We create variables to decide on how many user queries of each keyword are served with ads from each business school.

In [40]:
# We create a dictionary of decision variables named "allocation"
# The first two arguments indicate that the allocation varies 
# by business school (first argument) and keyword (second argument)
allocation = m.addVars(bSchools,keywords, lb = 0, name="allocation")

In [41]:
allocation

{('LBS', 'london'): <gurobi.Var *Awaiting Model Update*>,
 ('LBS', 'master_program'): <gurobi.Var *Awaiting Model Update*>,
 ('LBS', 'data_science'): <gurobi.Var *Awaiting Model Update*>,
 ('Imperial', 'london'): <gurobi.Var *Awaiting Model Update*>,
 ('Imperial', 'master_program'): <gurobi.Var *Awaiting Model Update*>,
 ('Imperial', 'data_science'): <gurobi.Var *Awaiting Model Update*>}

## Step 2: Add constraints

### Add the constraints relative to the capacity of each keyword in the cell below. 
*Hint: Use the construct `m.addConstrs()` or `m.addConstr()`. To calculate a sum, you can use the construct `quicksum()`*

In [42]:
# Uncomment and complete the code below
capacity_constraints = m.addConstrs((quicksum(allocation[b,k] for b in bSchools) <= capacities[k] for k in keywords),'keyword_capacity')

#for k in keywords

### Now, add the constraints on the total budget of each business school  in the cell below.
*Hint: Use the construct `m.addConstr()`. To calculate a sum, you can use the construct `quicksum()`*

In [43]:
# Uncomment and complete the code below
budget_constraints = m.addConstrs((quicksum(extra_dictionary[b,k] * allocation[b,k] for k in keywords) <= budgets[b] for b in bSchools),'budget')

# for b in bSchools:
#

## Step 3: Specify the objective

We proceed by defining the objective of Google.

In [44]:
# The objective is to maximize the total expected revenue
m.setObjective(quicksum(allocation[b,k]*extra_dictionary[b,k] for b in bSchools for k in keywords), GRB.MAXIMIZE)

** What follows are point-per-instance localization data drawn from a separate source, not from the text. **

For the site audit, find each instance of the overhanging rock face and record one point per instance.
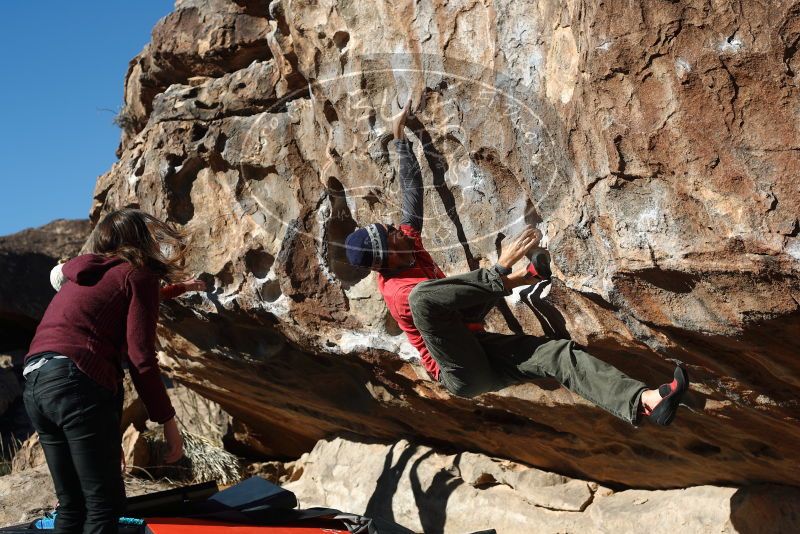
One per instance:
(656, 146)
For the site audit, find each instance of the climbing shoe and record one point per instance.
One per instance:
(671, 395)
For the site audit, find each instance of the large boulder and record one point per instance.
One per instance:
(655, 145)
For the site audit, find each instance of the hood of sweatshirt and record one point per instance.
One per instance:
(89, 269)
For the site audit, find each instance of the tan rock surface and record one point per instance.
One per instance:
(655, 144)
(427, 491)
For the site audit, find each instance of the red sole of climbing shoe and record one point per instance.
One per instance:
(664, 413)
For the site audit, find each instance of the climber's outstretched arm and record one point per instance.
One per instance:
(410, 173)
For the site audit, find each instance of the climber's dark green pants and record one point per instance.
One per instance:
(472, 363)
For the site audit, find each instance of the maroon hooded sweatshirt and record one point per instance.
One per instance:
(104, 305)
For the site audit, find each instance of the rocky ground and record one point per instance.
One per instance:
(654, 144)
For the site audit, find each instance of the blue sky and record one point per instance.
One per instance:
(62, 68)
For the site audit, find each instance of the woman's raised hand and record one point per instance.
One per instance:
(174, 441)
(519, 247)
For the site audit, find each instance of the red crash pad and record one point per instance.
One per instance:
(172, 525)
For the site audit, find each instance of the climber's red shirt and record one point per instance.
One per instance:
(396, 287)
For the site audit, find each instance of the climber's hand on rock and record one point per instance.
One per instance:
(195, 284)
(174, 441)
(519, 247)
(399, 123)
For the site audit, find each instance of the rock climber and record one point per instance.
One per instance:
(443, 315)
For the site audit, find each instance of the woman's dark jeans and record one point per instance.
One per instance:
(78, 424)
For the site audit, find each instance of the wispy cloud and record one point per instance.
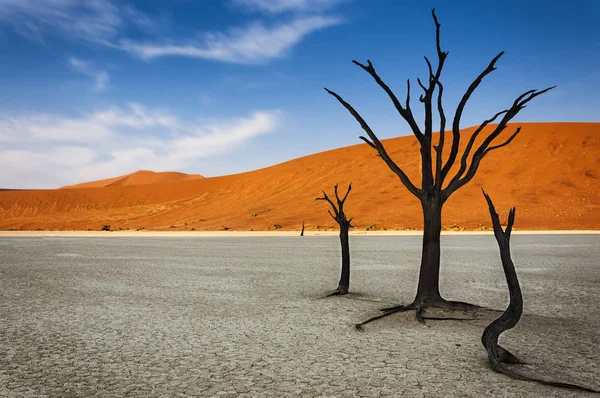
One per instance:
(91, 20)
(46, 151)
(279, 6)
(256, 43)
(100, 77)
(106, 22)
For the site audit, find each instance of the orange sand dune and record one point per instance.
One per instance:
(141, 177)
(550, 173)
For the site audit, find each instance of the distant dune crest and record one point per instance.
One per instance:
(549, 172)
(140, 177)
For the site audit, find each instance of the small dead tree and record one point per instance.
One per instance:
(497, 355)
(437, 185)
(340, 217)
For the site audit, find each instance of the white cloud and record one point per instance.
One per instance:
(91, 20)
(104, 22)
(100, 77)
(279, 6)
(46, 151)
(253, 44)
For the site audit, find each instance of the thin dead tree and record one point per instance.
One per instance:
(437, 185)
(340, 217)
(497, 355)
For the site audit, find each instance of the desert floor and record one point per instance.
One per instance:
(243, 316)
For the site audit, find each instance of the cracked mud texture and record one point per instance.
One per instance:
(243, 317)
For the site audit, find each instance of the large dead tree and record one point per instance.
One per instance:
(497, 355)
(437, 185)
(340, 217)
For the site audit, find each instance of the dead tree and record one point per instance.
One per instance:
(511, 316)
(340, 217)
(437, 185)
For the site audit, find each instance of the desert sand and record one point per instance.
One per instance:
(140, 177)
(244, 318)
(549, 172)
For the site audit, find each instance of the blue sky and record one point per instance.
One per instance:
(98, 88)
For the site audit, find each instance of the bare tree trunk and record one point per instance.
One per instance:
(345, 277)
(511, 316)
(428, 293)
(340, 217)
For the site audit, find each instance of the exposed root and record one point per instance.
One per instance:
(394, 310)
(507, 357)
(428, 318)
(419, 315)
(336, 292)
(511, 316)
(452, 305)
(420, 310)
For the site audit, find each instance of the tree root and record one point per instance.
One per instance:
(420, 310)
(511, 316)
(336, 292)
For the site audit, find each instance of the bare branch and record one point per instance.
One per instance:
(439, 179)
(431, 75)
(325, 197)
(379, 146)
(459, 110)
(512, 137)
(484, 148)
(347, 192)
(368, 142)
(332, 216)
(335, 192)
(405, 113)
(465, 156)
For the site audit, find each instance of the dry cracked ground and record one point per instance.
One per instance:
(243, 317)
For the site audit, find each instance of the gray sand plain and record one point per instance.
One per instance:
(243, 316)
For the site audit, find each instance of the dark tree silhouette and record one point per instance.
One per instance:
(340, 217)
(436, 184)
(511, 316)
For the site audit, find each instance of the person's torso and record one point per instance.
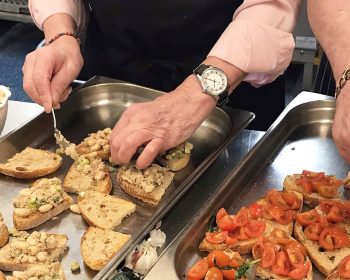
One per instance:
(155, 43)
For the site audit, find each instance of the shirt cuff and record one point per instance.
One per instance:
(40, 11)
(258, 49)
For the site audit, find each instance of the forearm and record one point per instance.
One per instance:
(329, 21)
(58, 23)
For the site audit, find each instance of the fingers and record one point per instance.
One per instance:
(28, 86)
(60, 85)
(42, 74)
(149, 153)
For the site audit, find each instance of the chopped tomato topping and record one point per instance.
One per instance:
(300, 272)
(282, 265)
(239, 233)
(198, 271)
(286, 218)
(328, 191)
(306, 185)
(254, 228)
(216, 237)
(218, 258)
(229, 274)
(257, 251)
(279, 236)
(275, 198)
(268, 257)
(292, 200)
(220, 214)
(230, 240)
(307, 218)
(344, 268)
(333, 238)
(242, 217)
(236, 260)
(293, 244)
(226, 223)
(336, 214)
(255, 211)
(346, 207)
(295, 257)
(313, 231)
(214, 274)
(326, 205)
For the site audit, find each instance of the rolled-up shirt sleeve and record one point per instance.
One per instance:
(40, 10)
(259, 40)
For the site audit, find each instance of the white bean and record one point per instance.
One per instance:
(22, 212)
(45, 208)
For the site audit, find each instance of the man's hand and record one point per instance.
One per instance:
(49, 71)
(341, 124)
(160, 124)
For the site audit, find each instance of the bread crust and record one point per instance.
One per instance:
(4, 235)
(83, 150)
(131, 208)
(153, 198)
(38, 218)
(312, 199)
(103, 186)
(7, 264)
(21, 172)
(325, 261)
(91, 260)
(174, 164)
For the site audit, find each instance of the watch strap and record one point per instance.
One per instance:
(200, 69)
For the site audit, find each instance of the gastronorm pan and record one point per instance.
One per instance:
(95, 105)
(299, 139)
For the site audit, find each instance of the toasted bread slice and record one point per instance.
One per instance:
(176, 158)
(4, 233)
(103, 210)
(88, 174)
(99, 246)
(25, 250)
(245, 246)
(96, 142)
(31, 163)
(148, 185)
(325, 261)
(334, 276)
(312, 199)
(40, 203)
(52, 271)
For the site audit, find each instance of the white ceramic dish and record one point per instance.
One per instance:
(5, 94)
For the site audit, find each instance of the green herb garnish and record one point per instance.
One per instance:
(243, 269)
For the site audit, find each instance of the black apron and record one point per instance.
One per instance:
(156, 43)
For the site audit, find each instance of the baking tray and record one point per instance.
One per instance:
(95, 105)
(299, 139)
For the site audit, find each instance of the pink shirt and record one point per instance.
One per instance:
(258, 40)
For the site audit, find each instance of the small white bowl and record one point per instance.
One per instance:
(5, 94)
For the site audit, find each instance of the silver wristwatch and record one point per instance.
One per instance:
(213, 81)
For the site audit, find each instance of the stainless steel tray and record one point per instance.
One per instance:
(299, 139)
(95, 105)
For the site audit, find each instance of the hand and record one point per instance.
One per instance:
(341, 124)
(49, 71)
(160, 124)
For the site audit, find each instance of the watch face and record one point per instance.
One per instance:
(214, 81)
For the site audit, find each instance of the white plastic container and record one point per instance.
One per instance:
(5, 94)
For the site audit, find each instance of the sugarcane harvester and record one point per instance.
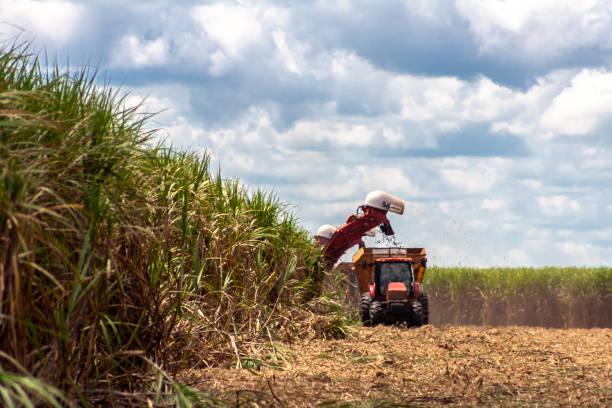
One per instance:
(389, 279)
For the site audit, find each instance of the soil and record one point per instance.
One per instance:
(431, 365)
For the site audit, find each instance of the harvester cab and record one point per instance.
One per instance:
(389, 279)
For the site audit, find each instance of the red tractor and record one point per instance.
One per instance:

# Remark: This is equivalent to the following formulation:
# m.setObjective(allocation.prod(revenues), GRB.MINIMIZE)

## Solve the LP

Congratulations! You have formulated the Google Adwords LP. We will now solve it and printout the solution.

In [45]:
def printSolution():
    if m.status == GRB.OPTIMAL:
        print('\nRevenue: %g' % m.objVal)
        print('\nAllocation of user queries:')
        allocationx = m.getAttr('x', allocation)
        for B in bSchools:
            for k in keywords:            
                print('%s %s %g ' % (B,k, allocationx[B,k]))
        print('\nRevenue per school per keyword:')
        allocationx = m.getAttr('x', allocation)
        for B in bSchools:
            for k in keywords:            
                print('%s %s %g ' % (B,k,allocationx[B,k]*extra_dictionary[B,k]))                
    else:
        print('No solution:', m.status)
        
m.optimize()
printSolution()

Gurobi Optimizer version 9.5.0 build v9.5.0rc5 (win64)
Thread count: 6 physical cores, 12 logical processors, using up to 12 threads
Optimize a model with 5 rows, 6 columns and 11 nonzeros
Model fingerprint: 0xa8cadc7d
Coefficient statistics:
  Matrix range     [1e+00, 1e+01]
  Objective range  [2e+00, 1e+01]
  Bounds range     [0e+00, 0e+00]
  RHS range        [2e+03, 5e+04]
Presolve removed 1 rows and 1 columns
Presolve time: 0.01s
Presolved: 4 rows, 5 columns, 9 nonzeros

Iteration    Objective       Primal Inf.    Dual Inf.      Time
       0    7.2560000e+04   7.050000e+02   0.000000e+00      0s
       1    6.9740000e+04   0.000000e+00   0.000000e+00      0s

Solved in 1 iterations and 0.01 seconds (0.00 work units)
Optimal objective  6.974000000e+04

Revenue: 69740

Allocation of user queries:
LBS london 10000 
LBS master_program 2500 
LBS data_science 500 
Imperial london 0 
Imperial master_program 0 
Imperial data_science 1880 

Revenue per school per keyword:
LBS london 20000 

### Q2.1. According to the LBS recruitment team, the keyword "data science"  usually attracts better candidates for the programs. Should LBS be concerned by the current allocation? How could LBS improve its allocation?
*Hint: Feel free to vary the inputs of the linear program to better understand its workings.*

Yes,because currently Imperial get more allocation for data_science keyword(1800) compared to LBS(500), which may attracts better candidates for the program. To improve its allocation, LBS can change how much it values each "click" per keyword. For example, LBS can lower the value for each "click" per keyword for keyword "london" and "master_program", and realatively increases this value for "data_science" to get more allocation in keyword "data_science".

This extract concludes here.